Oost-Brabant en Limburg liggen boven een seismisch actieve breukzone: «de Roerdalslenk». Dit gegeven wordt meegenomen in de beoordeling van de risico’s.
Voor aardwarmteprojecten in de Roerdalslenk is dit een feit dat kan leiden tot de conclusie dat de risico’s niet aanvaardbaar zijn.
Het is daarom belangrijk dat alle partijen de mogelijkheden voor andere type aardwarmtesystemen, zoals bijvoorbeeld ondiepe aardwarmte, restwarmte of aquathermie als alternatief voor Oost-Brabant en Limburg verkennen.
Waarom is het wel mogelijk dat men in Duitsland, vlak over de grens van het project Californië Leipzig Gielen Geothermie, aardwarmtewinning toestaat?
Vermoedelijk wordt een aardwarmte initiatief bedoeld nabij de stad Straelen. De stad Straelen heeft als één van de winnaars van een staatswedstrijd in Duitsland recent een onderzoeksbudget gewonnen waarmee zij de haalbaarheidsstudie voor aardwarmtewinning kan uitvoeren (zie ook: https://www.straelen.de/rathaus-politik/veroeffentlichungen/presse-und-oeffentlichkeitsarbeit/pressemitteilungen/april-2021/stadt-straelen-nimmt-an-machbarkeitsstudie-zur-integration-von-tiefengeothermie-in-die-energieversorgung-teil/).
Het uitvoeren van deze haalbaarheidsstudie betekent niet dat daarmee ook zeker is dat het Duitse bevoegd gezag toestemming geeft tot het daadwerkelijk uitvoeren van boringen of het winnen van aardwarmte. Daarbij merk ik op dat, afgezien van mogelijk andere wettelijke kaders, bij iedere winning een locatie specifieke beoordeling van de risico’s gemaakt wordt. Dat betekent dat ieder project en de daarbij behorende risico’s uniek zijn.
Kunt u duidelijkheid geven over hoe u invulling geeft aan uw toezegging van 5 november 2020 dat het Staatstoezicht op de Mijnen (SoDM) in gesprek moest gaan met haar Duitse evenknie over geothermie in gesteentelagen?

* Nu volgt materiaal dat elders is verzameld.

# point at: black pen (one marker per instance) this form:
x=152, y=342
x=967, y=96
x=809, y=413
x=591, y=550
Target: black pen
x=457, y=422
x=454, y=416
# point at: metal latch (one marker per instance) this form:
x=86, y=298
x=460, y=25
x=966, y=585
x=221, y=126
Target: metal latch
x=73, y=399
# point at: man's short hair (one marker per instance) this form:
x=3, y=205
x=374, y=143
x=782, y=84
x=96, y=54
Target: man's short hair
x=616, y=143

Zo ja, welke lessen zijn er geleerd? Zo nee, waarom heeft u dit niet gedaan?
Op 5 november 2020 is in antwoord op vragen van het lid Harbers (VVD) aangegeven dat de suggestie overgebracht zou worden aan SodM om ook kennis van over de grens maximaal te benutten bij de advisering op het winningsplan van CLG.

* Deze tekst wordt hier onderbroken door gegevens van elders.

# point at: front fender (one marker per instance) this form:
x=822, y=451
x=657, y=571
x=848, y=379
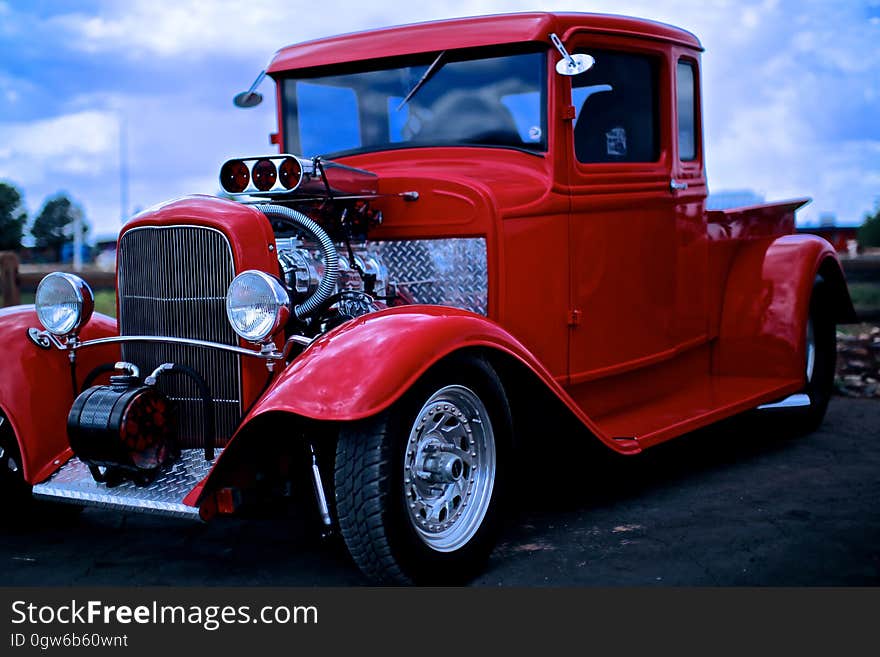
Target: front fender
x=767, y=302
x=364, y=366
x=35, y=389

SodM heeft aangegeven dat het op de hoogte is van verschillende internationale aardwarmteprojecten en ontwikkelingen en de daarbij opgedane ervaringen en lopende onderzoekinitiatieven.
Bent u voornemens ook nog op andere manieren te bekijken hoe er op een veilige manier aardwarmte gewonnen kan worden in regio’s met een gesteentelaag? Zo nee, waarom niet? Zo ja, hoe?
Binnen enkele maanden rond ik de toegezegde brief over het risicobeleid van aardwarmte af. Hierin zal eveneens ingegaan worden op het kabinetsstandpunt om geen enkel gebied op voorhand uit te sluiten van aardwarmte, mede gelet op het belang van aardwarmte voor de energietransitie, omdat daarmee bijvoorbeeld ook de mogelijkheden van ondiepe aardwarmte die een ander risicoprofiel hebben worden uitgesloten. De brief zal onder meer ingaan op aanvullende vormen van voorzorg die nodig kunnen zijn in bepaalde regio’s of bij bepaalde technieken.